1
votes

For the last hours, I was trying to convert a JSON file to a Scala case class with Apache Spark.

The JSON has the following structure:

{
  "12": {
    "wordA": 1,
    "wordB": 2,
    "wordC": 3
  },
  "13": {
    "wordX": 10,
    "wordY": 12,
    "wordZ": 15
  }
}

First try: Set an build-up schema

I have tried to build artificially my schema:

val schema = new StructType()
   .add("",MapType(StringType, new StructType()
          .add("", StringType)
          .add("", IntegerType)))
val df = session.read
  .option("multiline",true)
  .option("mode", "PERMISSIVE")
  .schema(schema)
  .json(filePath)
df.show()

But this is obviously not right since I have to give the field name.

Second try: map to a case class

I have also tried to create case classes, which is a bit more elegant:

case class KeywordData (keywordsByCode: Map[String, WordAndWeight])

case class WordAndWeight (word: String, weight: Int)

Problem:

But in any case, df.show() displays:

+----+
|    |
+----+
|null|
+----+

The JSON structure is not easy to manipulate since my columns don't have a fix name. Any idea?

Expected result

A map with 12 and 13 as key and List[wordA,...wordC] respectively List[wordX, ..., wordZ] as values

Edit: Map of Map With the case class

case class WordAndWeight(code: Map[String, Map[String, Integer]])
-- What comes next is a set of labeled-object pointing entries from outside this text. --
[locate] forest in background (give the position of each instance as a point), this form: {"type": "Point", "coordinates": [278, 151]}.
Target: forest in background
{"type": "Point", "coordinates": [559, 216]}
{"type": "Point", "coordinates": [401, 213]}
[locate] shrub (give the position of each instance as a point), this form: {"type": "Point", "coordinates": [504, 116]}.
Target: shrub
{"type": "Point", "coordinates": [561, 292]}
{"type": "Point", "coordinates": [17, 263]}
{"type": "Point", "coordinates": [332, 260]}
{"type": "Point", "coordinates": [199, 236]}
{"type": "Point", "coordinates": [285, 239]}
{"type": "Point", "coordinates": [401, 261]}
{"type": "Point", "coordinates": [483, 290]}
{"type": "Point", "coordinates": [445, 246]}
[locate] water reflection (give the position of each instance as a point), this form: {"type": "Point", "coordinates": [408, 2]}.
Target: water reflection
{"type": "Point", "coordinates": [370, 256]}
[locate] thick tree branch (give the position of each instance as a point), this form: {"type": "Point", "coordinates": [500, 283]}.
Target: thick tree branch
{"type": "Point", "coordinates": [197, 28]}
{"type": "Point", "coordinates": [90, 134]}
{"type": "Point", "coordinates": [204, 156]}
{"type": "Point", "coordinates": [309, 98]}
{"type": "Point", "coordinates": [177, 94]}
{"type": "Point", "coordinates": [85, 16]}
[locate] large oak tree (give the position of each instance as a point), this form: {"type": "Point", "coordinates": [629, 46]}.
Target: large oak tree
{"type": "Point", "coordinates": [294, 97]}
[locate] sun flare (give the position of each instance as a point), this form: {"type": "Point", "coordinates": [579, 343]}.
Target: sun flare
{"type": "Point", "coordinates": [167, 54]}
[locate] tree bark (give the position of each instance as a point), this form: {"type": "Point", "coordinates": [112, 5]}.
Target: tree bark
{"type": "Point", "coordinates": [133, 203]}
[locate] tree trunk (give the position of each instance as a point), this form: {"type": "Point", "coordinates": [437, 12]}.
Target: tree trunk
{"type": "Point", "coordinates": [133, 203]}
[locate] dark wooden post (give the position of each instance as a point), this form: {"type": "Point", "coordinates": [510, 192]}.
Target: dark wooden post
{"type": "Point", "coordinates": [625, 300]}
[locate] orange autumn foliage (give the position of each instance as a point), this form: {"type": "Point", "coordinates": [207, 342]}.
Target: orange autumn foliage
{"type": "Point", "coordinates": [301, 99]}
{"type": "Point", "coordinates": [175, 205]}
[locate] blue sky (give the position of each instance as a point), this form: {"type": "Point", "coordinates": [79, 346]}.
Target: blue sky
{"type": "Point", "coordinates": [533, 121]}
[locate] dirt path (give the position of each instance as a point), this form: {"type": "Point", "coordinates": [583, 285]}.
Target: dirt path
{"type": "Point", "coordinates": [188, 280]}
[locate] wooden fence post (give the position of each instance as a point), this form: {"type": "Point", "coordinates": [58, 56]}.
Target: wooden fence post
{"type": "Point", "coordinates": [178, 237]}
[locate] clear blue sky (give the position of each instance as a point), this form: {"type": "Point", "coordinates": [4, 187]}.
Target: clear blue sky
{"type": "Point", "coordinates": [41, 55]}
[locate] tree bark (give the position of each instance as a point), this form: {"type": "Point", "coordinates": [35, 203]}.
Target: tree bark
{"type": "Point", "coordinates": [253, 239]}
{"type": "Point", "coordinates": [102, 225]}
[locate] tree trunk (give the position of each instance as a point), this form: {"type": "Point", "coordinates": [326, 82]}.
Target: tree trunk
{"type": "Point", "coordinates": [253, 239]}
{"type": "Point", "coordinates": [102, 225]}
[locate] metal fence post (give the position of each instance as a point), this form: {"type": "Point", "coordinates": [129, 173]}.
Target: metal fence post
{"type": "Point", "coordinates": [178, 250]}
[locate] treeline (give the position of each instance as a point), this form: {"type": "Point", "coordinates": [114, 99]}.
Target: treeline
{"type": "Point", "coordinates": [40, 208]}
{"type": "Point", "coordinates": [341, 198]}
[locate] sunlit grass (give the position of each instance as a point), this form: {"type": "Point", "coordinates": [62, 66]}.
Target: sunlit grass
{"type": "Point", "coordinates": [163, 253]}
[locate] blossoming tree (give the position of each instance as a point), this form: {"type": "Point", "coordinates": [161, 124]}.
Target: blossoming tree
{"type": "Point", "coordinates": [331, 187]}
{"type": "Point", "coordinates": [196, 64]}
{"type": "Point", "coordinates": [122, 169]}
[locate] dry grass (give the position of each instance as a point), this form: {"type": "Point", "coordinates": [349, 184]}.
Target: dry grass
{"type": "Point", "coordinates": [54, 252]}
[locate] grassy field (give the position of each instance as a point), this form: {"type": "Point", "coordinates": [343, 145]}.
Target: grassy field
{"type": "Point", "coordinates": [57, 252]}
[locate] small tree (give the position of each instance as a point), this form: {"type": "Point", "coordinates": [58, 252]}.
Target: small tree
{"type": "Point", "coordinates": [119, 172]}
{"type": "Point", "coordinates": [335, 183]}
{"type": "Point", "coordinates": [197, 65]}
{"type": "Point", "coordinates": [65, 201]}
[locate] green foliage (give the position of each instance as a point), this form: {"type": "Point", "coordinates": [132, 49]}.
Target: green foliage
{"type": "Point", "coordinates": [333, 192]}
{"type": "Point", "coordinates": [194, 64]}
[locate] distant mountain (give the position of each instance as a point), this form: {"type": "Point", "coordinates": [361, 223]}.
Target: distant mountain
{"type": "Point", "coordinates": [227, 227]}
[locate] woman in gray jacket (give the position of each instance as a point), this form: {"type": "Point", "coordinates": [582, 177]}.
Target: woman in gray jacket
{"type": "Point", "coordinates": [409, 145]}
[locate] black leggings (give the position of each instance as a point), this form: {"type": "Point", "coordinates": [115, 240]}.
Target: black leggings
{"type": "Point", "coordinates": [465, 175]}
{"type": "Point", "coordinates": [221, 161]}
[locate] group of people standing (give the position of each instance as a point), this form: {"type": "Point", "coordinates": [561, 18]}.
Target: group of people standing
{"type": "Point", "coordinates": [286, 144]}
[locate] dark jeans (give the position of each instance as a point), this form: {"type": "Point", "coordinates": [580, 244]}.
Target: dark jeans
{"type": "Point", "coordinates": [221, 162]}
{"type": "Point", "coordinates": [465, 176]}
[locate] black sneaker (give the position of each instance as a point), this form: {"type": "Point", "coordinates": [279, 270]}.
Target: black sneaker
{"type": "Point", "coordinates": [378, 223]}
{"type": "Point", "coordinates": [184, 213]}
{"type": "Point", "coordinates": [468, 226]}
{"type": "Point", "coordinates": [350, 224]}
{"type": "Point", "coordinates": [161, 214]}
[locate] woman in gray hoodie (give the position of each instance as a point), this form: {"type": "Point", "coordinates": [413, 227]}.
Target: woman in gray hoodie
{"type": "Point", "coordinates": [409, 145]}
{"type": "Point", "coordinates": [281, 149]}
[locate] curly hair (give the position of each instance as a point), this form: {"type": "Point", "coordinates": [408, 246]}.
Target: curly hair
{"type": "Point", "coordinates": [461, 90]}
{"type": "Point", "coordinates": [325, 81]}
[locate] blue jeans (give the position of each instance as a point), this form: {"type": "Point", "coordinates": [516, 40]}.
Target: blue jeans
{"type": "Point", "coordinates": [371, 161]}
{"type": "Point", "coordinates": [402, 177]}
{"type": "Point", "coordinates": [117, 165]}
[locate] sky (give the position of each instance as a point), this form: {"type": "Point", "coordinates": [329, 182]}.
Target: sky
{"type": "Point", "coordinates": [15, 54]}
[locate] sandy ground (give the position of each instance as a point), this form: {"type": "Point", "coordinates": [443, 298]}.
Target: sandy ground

It gives me the following error:

+-------+----------+
|     12|        13|
+-------+----------+
|[1,2,3]|[10,12,15]|
+-------+----------+


cannot resolve '`code`' given input columns: [12, 13];
org.apache.spark.sql.AnalysisException: cannot resolve '`code`' given input columns: [12, 13];
    at org.apache.spark.sql.catalyst.analysis.package$AnalysisErrorAt.failAnalysis(package.scala:42)
1
Your JSON looks like a Map of Maps but your case classes only have one Map. "wordA", "word"B", "wordC" are all keys in a Map I think.Patrick McGloin
what is the expected output?Ramesh Maharjan
your first attempt without schema should do the trick. did you try that? you should be getting structs instead of map. maps and structs behave the same and can be interchangedRamesh Maharjan
@RameshMaharjan: but how do you map to a case class?KeyMaker00
why would you want to map to a case class? can you clarify that? and please include the expected output tooRamesh Maharjan

1 Answers

1
votes

You try to define schema which has MapType as a root type. In other words you want each line to be map. AFAIK Spark doesn't support MapType as a root type. It supports only StructType as a root type.

When you define type via case classes and reflection like this:

val schema = ScalaReflection.schemaFor[KeywordData].dataType.asInstanceOf[StructType]

You get StructType as a root type:

root
  |-- keywordsByCode: map (nullable = true)
  |    |-- key: string
  |    |-- value: struct (valueContainsNull = true)
  |    |    |-- word: string (nullable = true)
  |    |    |-- weight: integer (nullable = true)

It means that Spark will create DataFrame with one column which is called keywordsByCode. And it will expect JSON like this

{"keywordsByCode":{"12":{"wordA":1,"wordB":2,"wordC":3},"13":{"wordX":10,"wordY":12,"wordZ":15}}}

You need to modify you JSON or read your file like text and then parse each line to JSON.

UPDATE

I haven't noticed one more mistake, you case class should look like:

case class KeywordData (keywordsByCode: Map[String, Map[String, Int]])

Because your JSON has nested MapType. So the schema will look like:

root
|-- keywordsByCode: map (nullable = true)
|    |-- key: string
|    |-- value: map (valueContainsNull = true)
|    |    |-- key: string
|    |    |-- value: integer (valueContainsNull = true)

My testing code:

val df = spark.read
  .option("multiline",true)
  .option("mode", "PERMISSIVE")
  .schema(ScalaReflection.schemaFor[KeywordData].dataType.asInstanceOf[StructType])
  .json("test.json")
 df.printSchema()
 df.explain(true)
 df.show(10)